Challenges to existing regulations
The Loper ruling opened the door for challenges to various federal regulations. Some of the rules that are already under scrutiny include:
- Regulations under the Davis Bacon Act,
- Rules defining independent contractors versus employees under the Fair Labor Standards Act (FLSA),
- Regulations modifying minimum salary requirements for certain exemptions,
- Rules implementing the Pregnancy Accommodation Act,
- OSHA regulations allowing non-employee representatives in safety investigations, and
- NLRB rules defining joint employer status.
“So in all of these cases, this is going to come up,” MacDonald stated. “The court has to decide in every case whether the agency’s interpretation…is an interpretation of the statute.” He specified that such interpretations would include a regulation or rule, like the DOL’s independent contractor or overtime rules.
A new playing field for legal challenges
Under the new framework established by the Loper ruling, challengers to agency rules now have a more level playing field. Agencies must demonstrate that their interpretation is the best reading of the statute, rather than simply a reasonable one.
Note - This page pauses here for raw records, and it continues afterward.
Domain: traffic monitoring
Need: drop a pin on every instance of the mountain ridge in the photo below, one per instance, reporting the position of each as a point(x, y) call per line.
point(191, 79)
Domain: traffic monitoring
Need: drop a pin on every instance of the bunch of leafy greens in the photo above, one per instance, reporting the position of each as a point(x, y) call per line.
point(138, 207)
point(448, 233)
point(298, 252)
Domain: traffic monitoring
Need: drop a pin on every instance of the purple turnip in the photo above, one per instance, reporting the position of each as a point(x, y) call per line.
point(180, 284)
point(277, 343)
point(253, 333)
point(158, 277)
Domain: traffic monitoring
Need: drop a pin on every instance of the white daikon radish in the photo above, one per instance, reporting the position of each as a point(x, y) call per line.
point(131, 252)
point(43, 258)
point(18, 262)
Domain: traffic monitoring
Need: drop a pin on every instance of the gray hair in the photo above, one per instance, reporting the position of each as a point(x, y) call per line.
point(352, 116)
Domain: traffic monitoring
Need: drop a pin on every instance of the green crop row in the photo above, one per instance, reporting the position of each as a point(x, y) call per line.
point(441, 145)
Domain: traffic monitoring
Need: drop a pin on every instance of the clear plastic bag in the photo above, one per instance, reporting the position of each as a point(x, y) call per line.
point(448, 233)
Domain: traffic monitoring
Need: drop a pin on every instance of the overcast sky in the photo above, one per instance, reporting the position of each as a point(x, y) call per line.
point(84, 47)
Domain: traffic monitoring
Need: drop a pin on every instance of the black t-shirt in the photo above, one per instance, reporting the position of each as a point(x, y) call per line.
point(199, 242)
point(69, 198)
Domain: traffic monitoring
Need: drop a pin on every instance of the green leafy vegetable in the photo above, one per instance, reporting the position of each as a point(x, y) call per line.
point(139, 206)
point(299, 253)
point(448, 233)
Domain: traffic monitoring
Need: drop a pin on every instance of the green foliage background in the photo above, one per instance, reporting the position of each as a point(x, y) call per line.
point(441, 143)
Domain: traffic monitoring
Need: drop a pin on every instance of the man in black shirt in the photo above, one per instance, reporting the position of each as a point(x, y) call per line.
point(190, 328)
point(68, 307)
MacDonald noted that the Loper ruling gives challengers a better chance of success in their cases, but does not automatically favor challengers or result in agencies losing every case. “[T]he agency starts from the same place that the challengers do [and] it has to do the work to show that as a matter of first principles, the best way to read this statute is the way the agency has spelled it out in its regulation,” he said.
MacDonald added that the Supreme Court decision in Loper explicitly stated that it would not overturn cases previously decided under the Chevron doctrine. “It was going to respect those decisions as just a matter of stare decisis precedent,” he said.
Implications for employers and compliance
The Loper ruling may introduce uncertainty into the regulatory landscape, potentially impacting employer compliance with federal labor and employment laws. As the courts begin to apply this new standard, employers may face a period of ambiguity regarding their compliance obligations.
MacDonald noted that although there will be no immediate changes from the Supreme Court’s decision, he did advise following any developments, “particularly with some of these new regulations, like the overtime regulation, etc.” “Watch them closely, because what happens in court could affect your compliance obligations,” he added.
The ruling has no effect on state law
The scope of the Supreme Court’s decision and the resulting new standard only applies to federal agencies and federal courts. State labor and employment agencies retain their previous level of authority, which means that state-specific interpretations and practices remain intact.
“So if your state has an overtime regulation, a workplace safety or workplace health regulation or pay regulation, none of that’s affected by this,” MacDonald said.
However, he explained that while there’s no direct effect on state law, there’s a possibility that state courts might voluntarily adopt similar principles in the future. This could occur if a state court decides to align its interpretation of state law with the federal approach. “That hasn’t happened yet, but that could happen,” MacDonald concluded.